Lies are complex things

    I have a standard reply when somebody teases me about being a BSer.
    “Hey,” I reply, in mock outrage, “truth is my business.”
    Yeah, not even Karon buys it.
    Seriously, though, at the end of the day, that’s the basic requirement of my job: To pursue truth. It sounds pretentious, but think about it: If a reporter isn’t at least trying to get at the truth of something, you’re not reading news. You’re reading either fiction or at least some very inept reporting.
    Truth has always been a big deal for me, and for that I credit my Dad.
    It always raises my hackles a bit when people say something about salesmen always being liars. My Dad worked in sales all this life, and he also was the most honest, honorable man I’ve ever known.
    As with a lot of people, my Dad’s honesty was a direct reaction to his childhood. His father was the town drunk of Ironwood, Michigan, and from what I’ve been told was pretty much a waste of human flesh. I don’t remember him much, but I’ve heard the stories. He cheated on my grandmother, whom my Dad worshiped (she died 10 years before I was born). He stole money from my Dad. And those were just the things I’ve heard about. I’m sure there’s much more.
    Like a lot of children of alcoholics, my Dad’s motivating force was to not be his Dad. He actually went the other way, becoming a workaholic (which is, in some ways, just as harmful, but that’s a story for another time). But he lived his life, and insisted that his children live theirs, with honesty as a paramount virtue.
    I’m sure that often was hard on my Dad, but it was no walk in the park for us, either.
    I had a factory job during a couple of summers that I hated. Hated, hated, hated. The money was great, but I used to get physically nauseous at the thought of going into work.
    A friend had an internship at the Guthrie Theater in Minneapolis, one of the premier theaters in the entire country. She once invited me to an opening night and the party afterwards, which would have been filled with the city’s best and brightest. But I had to work that factory job, and as much as I begged, Dad would not let me call in sick.
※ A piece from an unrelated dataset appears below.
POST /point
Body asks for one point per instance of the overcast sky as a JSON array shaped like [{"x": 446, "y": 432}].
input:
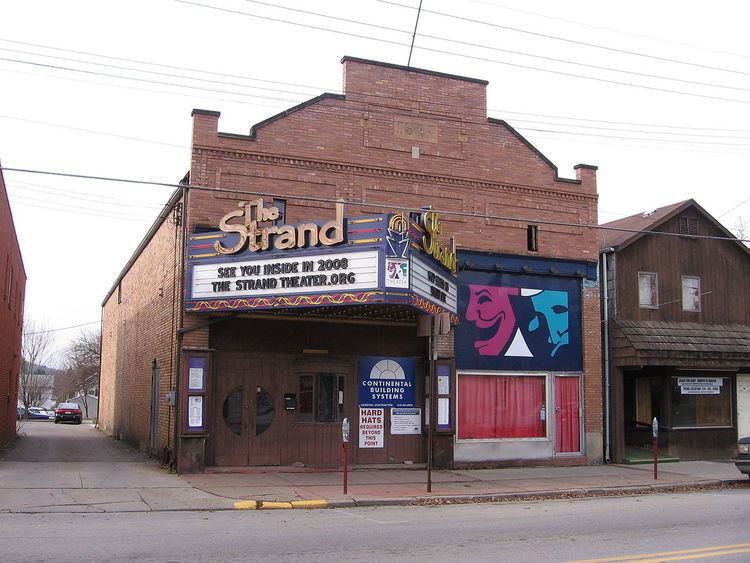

It was the longest night I’ve ever spent at work.
    A certain amount of lying is necessary in life, if only to prevent bigger problems. Sometimes it’s even a matter of kindness to tell somebody a little fib. It’s one of the lubricants that keep the wheels of society turning. The trick is to know the size of the lie, and not do it too frequently.
    Of course, given the person in the oval office, who has set never-to-be-broken records in prevarication, lying is a big topic of conversation these days. Trump’s defenders don’t even bother to answer the criticism that he lies, other than to shout “fake news,” which is less an argument than a verbal tic.
    Not that this is a defense, but one thing you have to realize is that Trump’s previous career was partially based on lies. While he’s thought of as a real estate developer, his real job was to find investors for his projects. Because those projects were pretty much just ideas when he sought those investors, he had to sell the sizzle rather than the steak. The steak didn’t even exist yet.
    As I said, that’s not an excuse for either the level or kinds of lies he’s known for, but it certainly explains them. He got money by promising people things that couldn’t be disproved, which removes a lot of the incentive to be truthful.
    Given that he’s the most visible person in the world, he simply can’t get away with what he did as a private businessman. Virtually his every word is on video somewhere, so he’s reduced to telling people not to believe what they’ve actually seen.
    Maybe I’m more sensitive to lies because of my profession. People lie to me all the time. I like to think I’ve developed a pretty good BS detector over the years, and it’s only when I’ve ignored the little bell that goes off in the back of my head that it hasn’t worked. I’ve gotten to the point where I can almost tell from a person’s tone of voice if they’re telling the truth. One of my proudest professional moments was when I kept my paper from getting hoaxed based pretty much on the tone of a caller’s voice, plus a few statements that somehow seemed just slightly off. Sometimes, for a reporter, it’s the things you don’t do that are among your biggest wins.
    It also makes it doubly distressing when somebody in my business gets caught lying. I understand how it happens; every reporter has chased a story that turns out to not be true, but really sounded like it should be. A good working knowledge of urban legends has kept me away from many a snipe hunt.
    I know a lot of folks don’t believe it, but lying about or in a story really is the professional kiss of death. Once or twice every decade, some high-profile reporter turns out to be a fabulist. They usually try to redeem themselves a few years later, but it almost never works. Journalists remember their names and what they did.
    A reporter who lies is bad enough, but they also make more difficult the jobs of the vast majority of honest reporters. It adds one more layer to fight through when you’re looking for the truth.
    That’s really more basic than you might think. Every real story, even the wildest, most poorly reported ones, has at least a truth in it somewhere. In fact, I always told my students not to seek the truth, but to seek a truth. If you think you’re always reporting The Truth, it’s an invitation for your ego to get in the way. Better to be humble.
    Actually, lying in a story is less common than simple ineptitude. The old professional saying is that doctors bury their mistakes, lawyers visit their in jail and reporters print theirs on the front page for the world to see.
    In other words: Never attribute to malice that which can be explained by simple ineptitude.